Tuesday, September 27th, 2011
In part of his remarks, Kass spoke about one of Walter Berns’s more recent books, Making Patriots. Kass notes:
Patriots are not born, they are made. Their formation is even more a matter of the heart than of the head, and it takes place from the earliest ages. Although the Constitution is silent on education—this was a matter left to the states—the Founders were very concerned about the education of citizens for self-government. Jefferson proposed a system of universal public education that would render our children “worthy to receive, and able to guard the sacred deposit of the rights and liberties of their fellow citizens.” Walter reviews the efforts associated with such names as Noah Webster and William McGuffey, among others, to inculcate belief in God, moral virtue, and love of country, along with the teaching of reading, writing, and arithmetic, efforts that lasted, successfully, well into the early 20th century.
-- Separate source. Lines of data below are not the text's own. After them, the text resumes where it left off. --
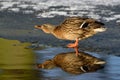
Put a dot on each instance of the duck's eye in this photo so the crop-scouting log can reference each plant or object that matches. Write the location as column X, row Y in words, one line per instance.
column 85, row 25
column 85, row 68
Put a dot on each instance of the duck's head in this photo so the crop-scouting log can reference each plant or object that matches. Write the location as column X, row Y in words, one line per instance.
column 47, row 28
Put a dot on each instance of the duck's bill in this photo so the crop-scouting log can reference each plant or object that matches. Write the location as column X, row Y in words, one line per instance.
column 37, row 26
column 100, row 29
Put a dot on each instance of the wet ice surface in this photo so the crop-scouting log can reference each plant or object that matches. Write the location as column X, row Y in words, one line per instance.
column 111, row 70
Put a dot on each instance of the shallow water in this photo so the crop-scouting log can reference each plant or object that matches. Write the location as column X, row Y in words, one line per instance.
column 111, row 70
column 17, row 20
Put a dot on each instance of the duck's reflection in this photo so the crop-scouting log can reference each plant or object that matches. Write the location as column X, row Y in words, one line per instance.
column 16, row 61
column 71, row 63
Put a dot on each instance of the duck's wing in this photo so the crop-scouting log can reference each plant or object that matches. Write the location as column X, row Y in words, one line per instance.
column 78, row 22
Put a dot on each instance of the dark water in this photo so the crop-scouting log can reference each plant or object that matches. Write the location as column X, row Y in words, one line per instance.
column 19, row 63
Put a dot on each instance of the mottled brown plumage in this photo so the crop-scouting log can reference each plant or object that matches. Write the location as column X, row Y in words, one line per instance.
column 74, row 28
column 72, row 64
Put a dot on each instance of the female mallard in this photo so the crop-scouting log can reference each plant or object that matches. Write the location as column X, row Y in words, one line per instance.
column 74, row 28
column 76, row 65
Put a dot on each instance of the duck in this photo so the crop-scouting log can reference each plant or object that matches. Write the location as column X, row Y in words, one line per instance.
column 73, row 28
column 68, row 62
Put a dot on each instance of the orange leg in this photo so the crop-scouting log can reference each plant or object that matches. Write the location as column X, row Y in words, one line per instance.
column 74, row 45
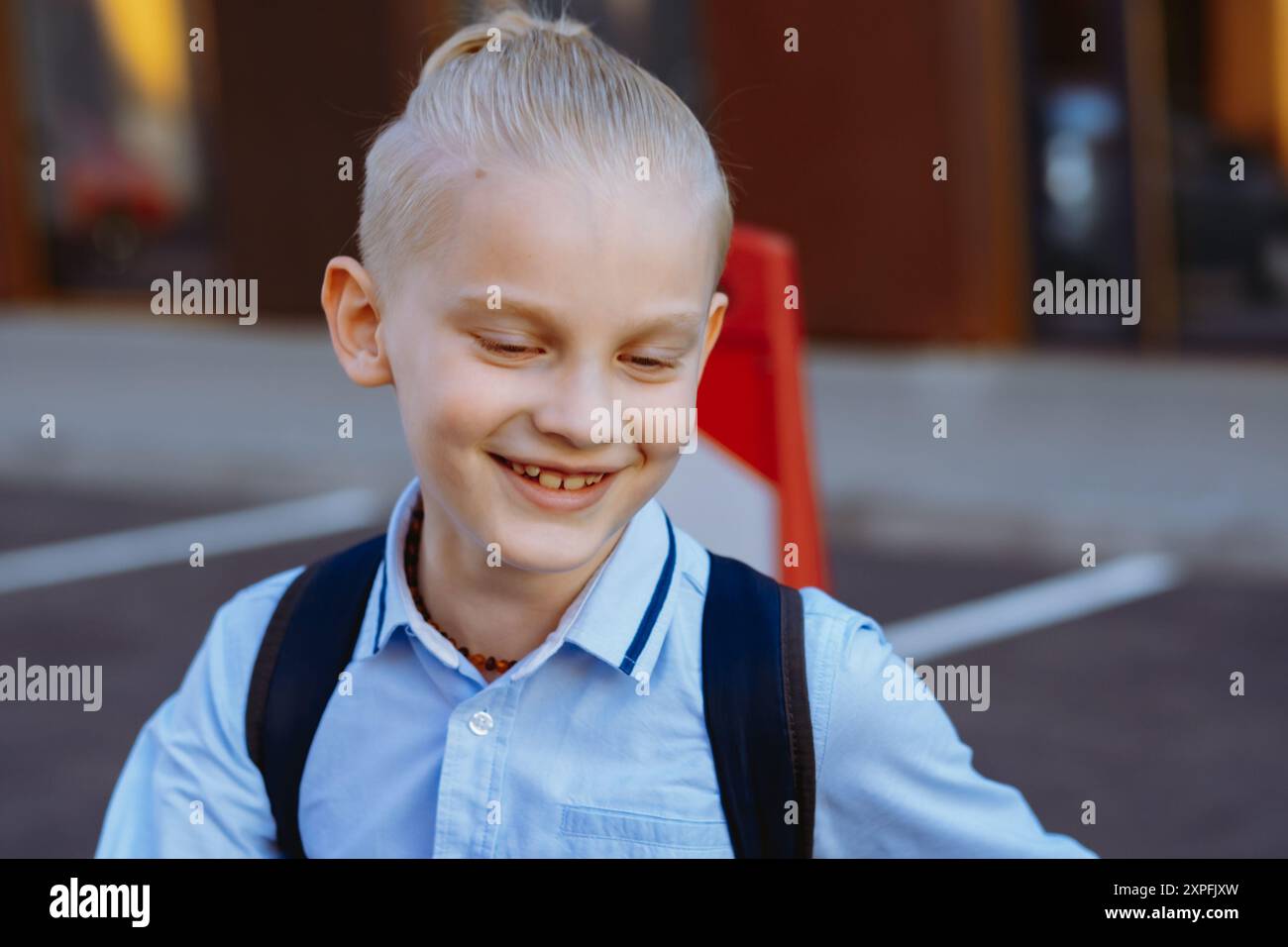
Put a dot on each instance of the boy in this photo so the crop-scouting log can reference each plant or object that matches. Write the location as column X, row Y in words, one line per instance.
column 542, row 232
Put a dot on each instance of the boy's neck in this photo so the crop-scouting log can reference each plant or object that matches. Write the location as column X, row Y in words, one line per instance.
column 500, row 611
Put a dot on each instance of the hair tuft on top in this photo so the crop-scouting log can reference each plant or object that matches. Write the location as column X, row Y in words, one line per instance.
column 554, row 98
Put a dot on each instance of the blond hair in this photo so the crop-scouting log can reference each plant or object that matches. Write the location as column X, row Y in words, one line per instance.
column 553, row 98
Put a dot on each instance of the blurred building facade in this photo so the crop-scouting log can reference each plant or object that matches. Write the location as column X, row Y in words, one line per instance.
column 1113, row 161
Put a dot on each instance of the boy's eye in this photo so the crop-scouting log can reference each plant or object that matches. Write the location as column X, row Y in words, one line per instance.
column 505, row 348
column 652, row 363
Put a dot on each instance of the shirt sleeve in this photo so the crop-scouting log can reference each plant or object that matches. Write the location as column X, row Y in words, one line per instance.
column 188, row 788
column 896, row 780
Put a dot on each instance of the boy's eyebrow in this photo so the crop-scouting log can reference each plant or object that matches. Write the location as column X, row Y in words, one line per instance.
column 536, row 312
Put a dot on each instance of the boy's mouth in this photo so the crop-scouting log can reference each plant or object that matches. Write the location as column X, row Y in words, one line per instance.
column 554, row 479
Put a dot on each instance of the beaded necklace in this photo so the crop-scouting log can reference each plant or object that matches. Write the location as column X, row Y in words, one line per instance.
column 411, row 558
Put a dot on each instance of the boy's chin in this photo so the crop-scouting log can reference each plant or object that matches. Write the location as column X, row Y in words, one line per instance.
column 550, row 551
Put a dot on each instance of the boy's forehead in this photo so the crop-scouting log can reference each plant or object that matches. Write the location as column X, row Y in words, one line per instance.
column 562, row 239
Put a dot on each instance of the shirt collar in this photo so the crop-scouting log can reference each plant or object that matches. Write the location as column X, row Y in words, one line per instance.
column 621, row 616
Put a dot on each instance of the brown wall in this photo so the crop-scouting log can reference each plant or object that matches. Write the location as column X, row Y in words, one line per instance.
column 290, row 118
column 833, row 145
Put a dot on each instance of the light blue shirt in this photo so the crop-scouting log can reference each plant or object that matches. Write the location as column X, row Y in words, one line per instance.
column 592, row 745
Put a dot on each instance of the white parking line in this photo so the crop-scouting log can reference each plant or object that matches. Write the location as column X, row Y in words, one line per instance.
column 168, row 543
column 1029, row 607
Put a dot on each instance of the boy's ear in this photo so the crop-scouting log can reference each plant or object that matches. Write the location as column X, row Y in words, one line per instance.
column 715, row 321
column 357, row 333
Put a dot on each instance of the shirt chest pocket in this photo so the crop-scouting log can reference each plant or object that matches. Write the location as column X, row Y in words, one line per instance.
column 592, row 832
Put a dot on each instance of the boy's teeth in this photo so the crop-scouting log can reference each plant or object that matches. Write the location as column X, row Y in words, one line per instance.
column 553, row 480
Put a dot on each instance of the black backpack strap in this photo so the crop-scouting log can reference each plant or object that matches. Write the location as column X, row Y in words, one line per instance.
column 308, row 643
column 758, row 709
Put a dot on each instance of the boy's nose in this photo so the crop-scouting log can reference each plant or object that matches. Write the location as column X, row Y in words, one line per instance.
column 567, row 407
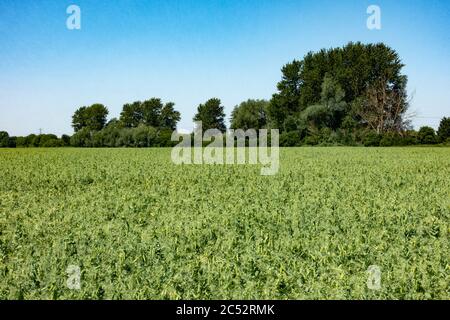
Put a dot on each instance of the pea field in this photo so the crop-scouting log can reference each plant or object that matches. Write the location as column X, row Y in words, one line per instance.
column 140, row 227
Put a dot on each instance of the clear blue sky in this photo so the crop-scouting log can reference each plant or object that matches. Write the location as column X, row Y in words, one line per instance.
column 189, row 51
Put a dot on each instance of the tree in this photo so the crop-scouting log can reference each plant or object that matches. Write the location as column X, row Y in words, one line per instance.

And then things began to unravel. Supreme Court decisions in the 1940s, applying to the states for the first time the First Amendment’s separation of church and the national state, began the inexorable secularization of public education. How were virtue and love of country to be promoted once religious teachings were banished from the public education of the young? It was from there but a short decline into the belief that public schools should not be promoting patriotism at all, should not be arguing for the superiority of one way of life above another, should instead be teaching the young that preferential love of your own was indefensible and dangerous, that patriotism was in fact the last refuge of scoundrels. To begin to remedy these educational diseases, Walter suggests that we must pay renewed attention to the lives of those Americans who have not only grappled with the nation’s gravest troubles, but whose words have helped their fellow countrymen understand and appreciate the gift that is American citizenship. Walter gives us splendid and inspiring chapters on Abraham Lincoln and Frederick Douglass, men whose words and deeds can still be a beacon for budding—and aging—patriots.
Dr. Kass’s remarks are very much worth reading–or you can watch him deliver them at the event site.